Of course not many institutions are using R and Latex but there is a nice little package called knitr which tries to make this a little bit easier. It combines your analysis and documentation in one single document aka PDF.
I would like to show you a little example:

install.packages("knitr")
library("knitr")

this will install knitr in R. So lets go straight ahead with an easy example. What you will write is a so called *.Rnw file. This will have the same structure as a tex-file but it will contain R code as well. But prior document creation keep an eye on your settings: In Rstudio you will find an easy dialogue which will control the knitr behaviour:

Rstudio preferences for knitr/Sweave

Rstudio preferences for knitr/Sweave (click to enlarge)


And if you use something like a default working directory check your default working directory in Rstudio as well as it differs from the one you had set using setwd(“path”):
default path setting in Rstudio

default path setting in Rstudio (click to enlarge)

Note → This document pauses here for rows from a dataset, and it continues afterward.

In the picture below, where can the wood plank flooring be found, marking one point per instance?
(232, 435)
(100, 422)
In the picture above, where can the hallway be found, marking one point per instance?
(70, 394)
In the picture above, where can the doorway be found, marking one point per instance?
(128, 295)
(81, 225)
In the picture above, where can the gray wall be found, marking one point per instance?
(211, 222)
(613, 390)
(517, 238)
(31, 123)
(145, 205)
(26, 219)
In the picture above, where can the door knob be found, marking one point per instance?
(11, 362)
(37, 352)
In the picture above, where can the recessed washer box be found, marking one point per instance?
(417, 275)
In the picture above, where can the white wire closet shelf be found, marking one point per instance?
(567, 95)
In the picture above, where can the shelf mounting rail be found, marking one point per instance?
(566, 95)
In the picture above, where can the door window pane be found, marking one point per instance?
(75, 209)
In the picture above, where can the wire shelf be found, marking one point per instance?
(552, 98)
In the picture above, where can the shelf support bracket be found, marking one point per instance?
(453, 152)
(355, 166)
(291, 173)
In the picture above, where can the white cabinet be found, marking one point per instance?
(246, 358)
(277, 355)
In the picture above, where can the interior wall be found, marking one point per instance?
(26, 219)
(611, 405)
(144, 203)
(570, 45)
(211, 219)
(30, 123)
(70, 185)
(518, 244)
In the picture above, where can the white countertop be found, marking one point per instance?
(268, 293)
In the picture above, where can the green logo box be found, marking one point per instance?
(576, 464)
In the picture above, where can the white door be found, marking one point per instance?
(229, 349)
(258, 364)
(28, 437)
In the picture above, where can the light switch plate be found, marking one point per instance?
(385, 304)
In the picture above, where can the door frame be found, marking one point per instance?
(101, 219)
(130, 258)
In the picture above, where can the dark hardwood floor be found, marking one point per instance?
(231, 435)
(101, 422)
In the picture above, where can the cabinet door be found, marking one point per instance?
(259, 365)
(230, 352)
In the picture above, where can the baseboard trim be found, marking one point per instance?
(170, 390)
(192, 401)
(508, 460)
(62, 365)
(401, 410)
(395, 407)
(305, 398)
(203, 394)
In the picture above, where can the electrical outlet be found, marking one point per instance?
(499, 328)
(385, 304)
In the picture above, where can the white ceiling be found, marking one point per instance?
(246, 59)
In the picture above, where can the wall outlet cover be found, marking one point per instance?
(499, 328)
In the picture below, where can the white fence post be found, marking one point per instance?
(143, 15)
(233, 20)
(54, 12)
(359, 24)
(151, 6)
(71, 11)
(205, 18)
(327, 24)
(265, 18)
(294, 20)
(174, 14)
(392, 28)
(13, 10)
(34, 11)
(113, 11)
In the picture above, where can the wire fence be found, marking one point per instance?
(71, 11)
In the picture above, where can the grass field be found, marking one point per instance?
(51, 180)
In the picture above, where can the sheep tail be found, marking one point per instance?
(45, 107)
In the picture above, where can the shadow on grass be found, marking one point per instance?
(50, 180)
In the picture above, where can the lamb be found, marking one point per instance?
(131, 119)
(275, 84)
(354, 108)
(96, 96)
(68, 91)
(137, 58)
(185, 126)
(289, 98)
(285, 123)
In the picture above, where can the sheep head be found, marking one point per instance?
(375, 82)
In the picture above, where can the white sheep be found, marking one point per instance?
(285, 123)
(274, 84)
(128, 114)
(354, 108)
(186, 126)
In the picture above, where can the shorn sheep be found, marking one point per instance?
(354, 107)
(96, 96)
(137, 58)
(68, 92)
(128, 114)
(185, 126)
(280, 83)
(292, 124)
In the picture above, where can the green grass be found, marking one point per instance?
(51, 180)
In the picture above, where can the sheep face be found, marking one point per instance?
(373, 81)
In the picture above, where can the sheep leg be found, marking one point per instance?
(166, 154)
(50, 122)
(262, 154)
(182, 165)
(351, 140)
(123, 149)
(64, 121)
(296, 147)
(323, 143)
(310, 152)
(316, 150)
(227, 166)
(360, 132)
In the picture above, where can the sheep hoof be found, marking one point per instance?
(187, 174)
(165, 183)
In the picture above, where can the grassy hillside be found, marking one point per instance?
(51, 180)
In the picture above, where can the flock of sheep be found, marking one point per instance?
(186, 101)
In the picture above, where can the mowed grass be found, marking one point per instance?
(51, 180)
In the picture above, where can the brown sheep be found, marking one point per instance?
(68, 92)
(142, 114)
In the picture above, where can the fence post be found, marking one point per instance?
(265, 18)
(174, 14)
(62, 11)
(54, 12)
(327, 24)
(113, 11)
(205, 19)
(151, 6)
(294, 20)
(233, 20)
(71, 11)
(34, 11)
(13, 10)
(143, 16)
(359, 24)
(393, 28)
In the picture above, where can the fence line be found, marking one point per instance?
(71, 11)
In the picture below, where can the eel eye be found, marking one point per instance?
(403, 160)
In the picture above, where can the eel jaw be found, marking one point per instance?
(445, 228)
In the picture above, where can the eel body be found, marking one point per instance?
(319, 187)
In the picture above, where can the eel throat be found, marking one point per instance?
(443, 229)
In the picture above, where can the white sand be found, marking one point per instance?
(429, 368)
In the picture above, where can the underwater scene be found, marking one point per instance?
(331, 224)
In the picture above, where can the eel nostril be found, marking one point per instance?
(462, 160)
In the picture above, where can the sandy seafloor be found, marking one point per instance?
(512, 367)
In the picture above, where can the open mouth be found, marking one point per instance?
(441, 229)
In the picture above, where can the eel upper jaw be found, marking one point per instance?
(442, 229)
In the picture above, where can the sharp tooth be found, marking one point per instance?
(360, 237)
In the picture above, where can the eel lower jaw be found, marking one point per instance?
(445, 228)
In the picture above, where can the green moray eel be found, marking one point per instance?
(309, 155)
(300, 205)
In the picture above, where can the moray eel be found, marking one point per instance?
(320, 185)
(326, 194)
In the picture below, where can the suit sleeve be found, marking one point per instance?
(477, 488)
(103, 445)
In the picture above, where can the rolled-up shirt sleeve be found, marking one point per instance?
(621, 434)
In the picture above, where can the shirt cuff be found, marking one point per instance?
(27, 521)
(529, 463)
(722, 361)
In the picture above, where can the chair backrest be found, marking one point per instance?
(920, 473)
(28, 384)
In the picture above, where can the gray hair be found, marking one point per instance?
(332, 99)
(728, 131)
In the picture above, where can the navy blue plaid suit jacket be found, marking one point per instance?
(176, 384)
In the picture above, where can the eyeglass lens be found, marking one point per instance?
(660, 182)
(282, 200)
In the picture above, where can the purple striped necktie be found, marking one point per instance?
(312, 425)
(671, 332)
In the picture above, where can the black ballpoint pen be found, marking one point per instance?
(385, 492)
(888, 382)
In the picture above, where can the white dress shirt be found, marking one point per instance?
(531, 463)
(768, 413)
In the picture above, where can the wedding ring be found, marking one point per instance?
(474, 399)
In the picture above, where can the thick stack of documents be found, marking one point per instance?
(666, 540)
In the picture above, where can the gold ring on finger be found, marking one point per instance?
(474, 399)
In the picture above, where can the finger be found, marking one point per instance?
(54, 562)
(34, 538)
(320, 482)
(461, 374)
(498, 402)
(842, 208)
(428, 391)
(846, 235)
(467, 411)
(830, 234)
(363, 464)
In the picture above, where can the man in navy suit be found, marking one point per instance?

So lets come to the *.Rnw file:

\documentclass{article}
\begin{document}
\title{minimal knitr example in R}
\author{R. Klinger}
\maketitle
this is our workflow:
<<>>=
set.seed(99)
x = 1 + rnorm(200,3,2)
mean(x);var(x)
@
the first two elements of x are \Sexpr{x[1:2]}

<<echo=FALSE>>=
plot(x, main="daily returns of asset X", ylab="returns", xlab="days")
abline(lm(x ~ seq(1,200,1)))
@
\end{document}

Between the “<<>>=” and the “@” you can put your R code. referencing in line using data from R works in our example with \Sexpr{x[1:2]} which will type the first two elements of x in your document directly into one line. If you don’t want code to appear on your PDF you can adjust the “echo” option.
So how to get a document out of it? Store the above code as an *.Rnw file in your working directory, load it into RStudio and press “Compile PDF” or just watch this video:

Isn’t this a cool way to document your work???